Associate Professor English

Biography and Research Interests

Carol W.N. Fadda grew up in Beirut, Lebanon where she earned her B.A. and M.A. from the American University of Beirut. She graduated from Purdue University in 2006 with a Ph.D. in contemporary American Literature. Her research interests in Arab and Muslim American Studies, American Studies, critical race and ethnic studies, and transnational studies interrogate structures, logics, and manifestations of US empire, militarization, and exceptionalism that determine the lives of racialized communities in the US and abroad. Her first book Contemporary Arab-American Literature: Transnational Reconfigurations of Citizenship and Belonging (NYU Press, 2014) engages an array of Arab American literary and visual texts from the 1990s onwards that contest negative representations of Arabs and Muslims in the US. In it, Fadda emphasizes feminist, anti-assimilationist, and transnational modes of Arab American and Muslim American belonging that contest the conceived boundaries of the US nation-state and transform hegemonic forms of national membership and citizenship.

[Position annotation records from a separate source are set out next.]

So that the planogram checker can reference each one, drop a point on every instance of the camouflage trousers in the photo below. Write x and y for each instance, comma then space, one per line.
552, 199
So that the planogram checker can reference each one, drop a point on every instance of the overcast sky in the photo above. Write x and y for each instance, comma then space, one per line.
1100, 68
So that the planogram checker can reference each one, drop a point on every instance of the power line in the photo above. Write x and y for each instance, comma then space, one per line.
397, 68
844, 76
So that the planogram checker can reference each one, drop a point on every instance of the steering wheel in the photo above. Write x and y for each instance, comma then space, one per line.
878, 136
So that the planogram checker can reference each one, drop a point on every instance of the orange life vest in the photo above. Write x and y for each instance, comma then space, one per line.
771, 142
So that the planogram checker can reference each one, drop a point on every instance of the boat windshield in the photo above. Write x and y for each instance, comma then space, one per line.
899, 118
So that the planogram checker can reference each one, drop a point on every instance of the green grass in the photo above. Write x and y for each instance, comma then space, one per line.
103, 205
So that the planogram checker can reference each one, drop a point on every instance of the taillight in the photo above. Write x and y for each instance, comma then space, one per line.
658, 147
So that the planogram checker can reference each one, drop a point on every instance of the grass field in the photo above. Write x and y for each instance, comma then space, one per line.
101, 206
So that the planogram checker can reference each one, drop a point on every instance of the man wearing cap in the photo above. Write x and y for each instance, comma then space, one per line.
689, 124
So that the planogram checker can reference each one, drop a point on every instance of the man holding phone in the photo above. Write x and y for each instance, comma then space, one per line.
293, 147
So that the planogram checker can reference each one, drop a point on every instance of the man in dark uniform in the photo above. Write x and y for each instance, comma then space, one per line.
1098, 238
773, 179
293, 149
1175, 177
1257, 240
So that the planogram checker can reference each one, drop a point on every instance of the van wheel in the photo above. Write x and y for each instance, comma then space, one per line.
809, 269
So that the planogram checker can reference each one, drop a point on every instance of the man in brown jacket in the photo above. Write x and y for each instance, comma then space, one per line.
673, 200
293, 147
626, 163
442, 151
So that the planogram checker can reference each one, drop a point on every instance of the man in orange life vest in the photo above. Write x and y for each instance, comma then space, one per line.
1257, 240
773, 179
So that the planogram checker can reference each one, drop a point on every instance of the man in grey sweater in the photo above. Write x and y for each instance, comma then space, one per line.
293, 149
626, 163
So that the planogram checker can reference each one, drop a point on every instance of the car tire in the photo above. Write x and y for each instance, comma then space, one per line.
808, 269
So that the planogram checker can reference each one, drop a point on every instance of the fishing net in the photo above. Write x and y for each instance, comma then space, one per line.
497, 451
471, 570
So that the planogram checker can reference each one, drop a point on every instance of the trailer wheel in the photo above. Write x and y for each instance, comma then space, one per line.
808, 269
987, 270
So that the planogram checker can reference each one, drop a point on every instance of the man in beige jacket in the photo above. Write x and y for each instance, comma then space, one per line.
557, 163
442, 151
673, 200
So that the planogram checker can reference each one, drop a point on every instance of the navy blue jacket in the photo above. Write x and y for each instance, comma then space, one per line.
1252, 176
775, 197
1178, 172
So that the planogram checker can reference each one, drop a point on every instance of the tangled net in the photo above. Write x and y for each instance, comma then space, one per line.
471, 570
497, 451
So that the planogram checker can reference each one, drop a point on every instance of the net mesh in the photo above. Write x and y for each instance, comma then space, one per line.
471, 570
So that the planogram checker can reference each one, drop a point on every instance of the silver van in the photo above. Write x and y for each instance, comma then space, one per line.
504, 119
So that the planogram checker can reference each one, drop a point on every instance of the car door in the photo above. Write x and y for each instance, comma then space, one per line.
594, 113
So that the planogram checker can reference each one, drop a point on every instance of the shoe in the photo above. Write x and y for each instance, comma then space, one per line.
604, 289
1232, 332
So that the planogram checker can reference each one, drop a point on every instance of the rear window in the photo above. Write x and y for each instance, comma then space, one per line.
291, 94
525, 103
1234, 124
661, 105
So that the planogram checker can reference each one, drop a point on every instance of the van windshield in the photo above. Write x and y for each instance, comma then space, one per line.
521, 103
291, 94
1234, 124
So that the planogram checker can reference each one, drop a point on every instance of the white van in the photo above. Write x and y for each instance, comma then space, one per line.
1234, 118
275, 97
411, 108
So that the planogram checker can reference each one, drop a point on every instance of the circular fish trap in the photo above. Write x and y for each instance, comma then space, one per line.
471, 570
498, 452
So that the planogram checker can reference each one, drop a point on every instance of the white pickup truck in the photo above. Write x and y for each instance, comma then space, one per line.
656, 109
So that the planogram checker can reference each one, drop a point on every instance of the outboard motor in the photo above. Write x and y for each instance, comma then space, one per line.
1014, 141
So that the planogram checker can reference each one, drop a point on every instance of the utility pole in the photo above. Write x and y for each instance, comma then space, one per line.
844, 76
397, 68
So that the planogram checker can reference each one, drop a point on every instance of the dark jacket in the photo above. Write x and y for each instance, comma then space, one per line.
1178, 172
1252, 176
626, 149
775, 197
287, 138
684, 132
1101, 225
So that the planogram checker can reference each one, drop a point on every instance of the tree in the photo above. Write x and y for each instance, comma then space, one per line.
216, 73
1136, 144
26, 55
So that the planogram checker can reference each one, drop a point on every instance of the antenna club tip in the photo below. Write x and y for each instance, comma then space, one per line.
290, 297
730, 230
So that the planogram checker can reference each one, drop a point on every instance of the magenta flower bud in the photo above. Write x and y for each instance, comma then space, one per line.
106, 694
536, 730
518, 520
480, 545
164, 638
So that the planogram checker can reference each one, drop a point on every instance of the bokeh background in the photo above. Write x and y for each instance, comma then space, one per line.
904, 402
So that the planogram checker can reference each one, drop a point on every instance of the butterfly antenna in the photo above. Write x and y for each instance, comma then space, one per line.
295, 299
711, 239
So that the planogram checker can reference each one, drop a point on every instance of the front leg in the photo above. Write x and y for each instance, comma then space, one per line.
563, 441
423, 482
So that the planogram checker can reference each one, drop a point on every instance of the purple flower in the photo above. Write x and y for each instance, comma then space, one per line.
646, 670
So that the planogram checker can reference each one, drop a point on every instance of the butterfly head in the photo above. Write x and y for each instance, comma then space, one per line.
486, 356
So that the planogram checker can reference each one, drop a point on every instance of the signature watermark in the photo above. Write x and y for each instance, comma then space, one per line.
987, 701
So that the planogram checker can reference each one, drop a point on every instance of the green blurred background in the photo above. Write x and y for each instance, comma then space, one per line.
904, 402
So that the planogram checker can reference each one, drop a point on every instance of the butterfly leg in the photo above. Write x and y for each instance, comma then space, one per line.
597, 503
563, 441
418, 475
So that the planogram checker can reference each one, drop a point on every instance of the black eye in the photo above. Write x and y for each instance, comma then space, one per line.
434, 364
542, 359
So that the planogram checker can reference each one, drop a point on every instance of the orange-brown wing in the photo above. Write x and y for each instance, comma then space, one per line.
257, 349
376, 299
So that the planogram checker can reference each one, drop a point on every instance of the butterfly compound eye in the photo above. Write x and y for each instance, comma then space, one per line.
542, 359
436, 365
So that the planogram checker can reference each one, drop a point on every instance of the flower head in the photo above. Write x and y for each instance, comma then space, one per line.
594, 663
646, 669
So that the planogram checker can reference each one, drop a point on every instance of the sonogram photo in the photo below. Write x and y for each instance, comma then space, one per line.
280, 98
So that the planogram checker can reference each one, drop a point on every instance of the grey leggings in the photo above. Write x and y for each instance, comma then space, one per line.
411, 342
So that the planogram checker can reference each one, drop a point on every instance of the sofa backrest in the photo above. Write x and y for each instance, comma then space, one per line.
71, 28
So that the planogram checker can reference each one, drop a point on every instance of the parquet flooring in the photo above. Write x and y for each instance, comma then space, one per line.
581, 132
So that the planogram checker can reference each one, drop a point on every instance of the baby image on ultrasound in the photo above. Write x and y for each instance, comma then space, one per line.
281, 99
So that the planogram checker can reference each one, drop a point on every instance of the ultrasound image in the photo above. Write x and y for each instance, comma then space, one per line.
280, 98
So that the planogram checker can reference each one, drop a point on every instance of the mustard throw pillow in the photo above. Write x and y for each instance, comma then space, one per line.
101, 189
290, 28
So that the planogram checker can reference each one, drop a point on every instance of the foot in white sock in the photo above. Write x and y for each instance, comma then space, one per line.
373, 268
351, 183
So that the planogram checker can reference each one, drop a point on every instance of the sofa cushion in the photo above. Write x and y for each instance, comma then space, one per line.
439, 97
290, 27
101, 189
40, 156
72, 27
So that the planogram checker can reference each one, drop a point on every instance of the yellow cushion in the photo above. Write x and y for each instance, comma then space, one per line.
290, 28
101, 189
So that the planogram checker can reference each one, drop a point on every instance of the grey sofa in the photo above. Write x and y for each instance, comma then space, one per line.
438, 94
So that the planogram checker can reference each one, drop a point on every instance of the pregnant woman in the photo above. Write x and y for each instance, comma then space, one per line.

Her current book-length project, Carceral States and Dissident Citizenships: Narratives of Resistance in an Age of “Terror” highlights US global carceral practices by focusing on Arab and Muslim narratives and testimonials of incarceration and confinement coming out of the “War on Terror.” Her study extends to legal and historical documents, literary texts, visual documentation, and political discourse emerging from secret and extra-legal incarceration sites including the Guantánamo Bay and Abu Ghraib prisons.

She is the recipient of an NEH summer grant, a Future of Minority Studies Fellowship, and a Syracuse University Humanities Center Fellowship. Her essays on gender, race, ethnicity, war trauma, cross-racial solidarities, and transnational belonging have appeared in a variety of journals and edited collections.

She serves as the editor of the Critical Arab American Studies book series at Syracuse University Press.